Join the American Jewish World Service for a presentation of the denationalization crisis followed by a facilitated conversation between Haitian American Ben Quaye and Dominican American Elaine Vilorio. The audience will then have a chance to ask questions and comment on the content with each other and the presenters and speakers.
About the folks in conversation:
Ben Quaye is a first generation Haitian American raised in New Jersey and currently living in Oakland. Growing up in a Haitian household had a lasting impact on shaping how he views what it means to be an American. He has traveled to Haiti many times to work on projects related to economic development, education & healthcare and to wind down with family and friends. Ben aims to leverage fintech as a tool to make upward mobility, wealth creation and wealth preservation available to everyone. He has a bachelor’s degree in History from Rutgers University and works at Synapse, a San Francisco based fintech start-up building back end banking infrastructure that allows developers to offer banking products in their mobile apps.
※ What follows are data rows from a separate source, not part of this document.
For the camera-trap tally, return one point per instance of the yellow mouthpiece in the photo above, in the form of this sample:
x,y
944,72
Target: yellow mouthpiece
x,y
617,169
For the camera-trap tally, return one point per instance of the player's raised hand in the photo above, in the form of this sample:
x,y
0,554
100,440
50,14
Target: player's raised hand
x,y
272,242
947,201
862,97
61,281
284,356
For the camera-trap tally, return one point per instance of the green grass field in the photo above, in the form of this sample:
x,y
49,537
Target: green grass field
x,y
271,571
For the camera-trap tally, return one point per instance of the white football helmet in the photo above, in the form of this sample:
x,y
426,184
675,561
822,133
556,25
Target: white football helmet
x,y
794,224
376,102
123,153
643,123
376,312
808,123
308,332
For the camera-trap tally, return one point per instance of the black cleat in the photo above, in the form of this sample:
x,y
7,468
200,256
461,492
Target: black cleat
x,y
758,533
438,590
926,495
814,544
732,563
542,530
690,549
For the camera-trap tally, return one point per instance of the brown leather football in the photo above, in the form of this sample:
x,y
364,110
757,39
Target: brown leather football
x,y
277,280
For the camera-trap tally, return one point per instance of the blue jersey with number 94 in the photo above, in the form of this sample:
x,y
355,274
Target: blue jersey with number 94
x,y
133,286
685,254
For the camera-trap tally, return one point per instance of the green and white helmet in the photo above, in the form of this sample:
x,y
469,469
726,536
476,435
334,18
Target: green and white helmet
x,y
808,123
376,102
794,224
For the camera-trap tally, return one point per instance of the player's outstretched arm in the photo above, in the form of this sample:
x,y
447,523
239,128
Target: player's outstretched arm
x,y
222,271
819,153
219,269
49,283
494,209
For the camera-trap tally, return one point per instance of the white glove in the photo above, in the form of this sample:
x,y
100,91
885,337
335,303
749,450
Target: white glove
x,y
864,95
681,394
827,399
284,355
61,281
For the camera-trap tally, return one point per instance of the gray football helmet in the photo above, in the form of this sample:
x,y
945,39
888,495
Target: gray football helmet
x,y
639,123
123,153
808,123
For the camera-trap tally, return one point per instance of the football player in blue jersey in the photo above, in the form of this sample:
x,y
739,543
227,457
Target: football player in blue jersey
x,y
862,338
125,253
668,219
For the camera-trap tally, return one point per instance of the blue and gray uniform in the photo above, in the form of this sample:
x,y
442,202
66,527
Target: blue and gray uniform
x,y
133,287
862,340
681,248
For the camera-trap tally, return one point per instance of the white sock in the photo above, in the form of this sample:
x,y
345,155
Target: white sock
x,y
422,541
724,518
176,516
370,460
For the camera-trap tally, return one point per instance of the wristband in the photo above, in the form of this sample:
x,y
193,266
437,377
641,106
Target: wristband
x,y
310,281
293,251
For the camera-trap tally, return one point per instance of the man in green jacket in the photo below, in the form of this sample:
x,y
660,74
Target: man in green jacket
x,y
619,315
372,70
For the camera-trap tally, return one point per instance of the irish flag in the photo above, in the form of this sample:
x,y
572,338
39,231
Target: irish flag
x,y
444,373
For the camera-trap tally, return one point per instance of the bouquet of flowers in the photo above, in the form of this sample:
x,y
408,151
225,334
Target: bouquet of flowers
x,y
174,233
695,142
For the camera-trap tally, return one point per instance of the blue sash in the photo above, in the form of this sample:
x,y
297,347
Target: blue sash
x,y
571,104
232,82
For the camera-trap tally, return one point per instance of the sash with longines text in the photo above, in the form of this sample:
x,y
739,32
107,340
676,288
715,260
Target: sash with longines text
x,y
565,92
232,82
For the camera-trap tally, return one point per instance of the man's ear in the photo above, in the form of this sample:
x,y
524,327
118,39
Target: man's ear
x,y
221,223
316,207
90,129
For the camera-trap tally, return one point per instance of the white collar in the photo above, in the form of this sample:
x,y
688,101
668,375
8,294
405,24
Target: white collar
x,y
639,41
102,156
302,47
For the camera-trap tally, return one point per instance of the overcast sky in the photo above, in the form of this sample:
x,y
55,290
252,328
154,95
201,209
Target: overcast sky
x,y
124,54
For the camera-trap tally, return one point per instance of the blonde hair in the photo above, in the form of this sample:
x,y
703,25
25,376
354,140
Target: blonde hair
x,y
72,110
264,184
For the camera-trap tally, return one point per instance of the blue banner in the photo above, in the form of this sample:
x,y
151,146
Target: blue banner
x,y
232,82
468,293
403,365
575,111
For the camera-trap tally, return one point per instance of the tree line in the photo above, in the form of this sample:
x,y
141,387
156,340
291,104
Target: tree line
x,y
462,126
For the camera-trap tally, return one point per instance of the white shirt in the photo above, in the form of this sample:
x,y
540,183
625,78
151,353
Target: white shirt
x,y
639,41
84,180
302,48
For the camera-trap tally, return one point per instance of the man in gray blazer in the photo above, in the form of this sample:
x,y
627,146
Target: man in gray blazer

Elaine Vilorio is a Dominican American raised in Bonao (DR) and New Jersey who currently lives in San Francisco. She is committed to justice for Black and Brown people everywhere, including and especially in Hispaniola. Elaine has a Bachelor’s in Black Studies and Latin American and LatinX Studies from Amherst College. She works as a Data Analysis Coordinator for Community Solutions, a non-profit that helps communities around the U.S. and abroad end homelessness and the conditions that create it.
Inspired by the Jewish commitment to justice, American Jewish World Service (AJWS) works to realize human rights and end poverty in the developing world.
AJWS was founded in 1985 by American Jews who wanted to join together as global citizens to help some of the poorest and most oppressed people around the globe. Today, AJWS is the only Jewish organization dedicated solely to ending poverty and promoting human rights in the developing world.
You will hear from Larissa Solomon, a Bay Area native with deep roots in both the Jewish and San Francisco Bay Area non-profit communities. Since 2014, she has worked as the Associate Director of the American Jewish World Service’s Western Region office and traveled to the Dominican Republic with AJWS’ Global Justice Fellowship in 2015. She holds a B.S. in Communication Studies from Northwestern and a M.S. in Psychology from The Catholic University of America.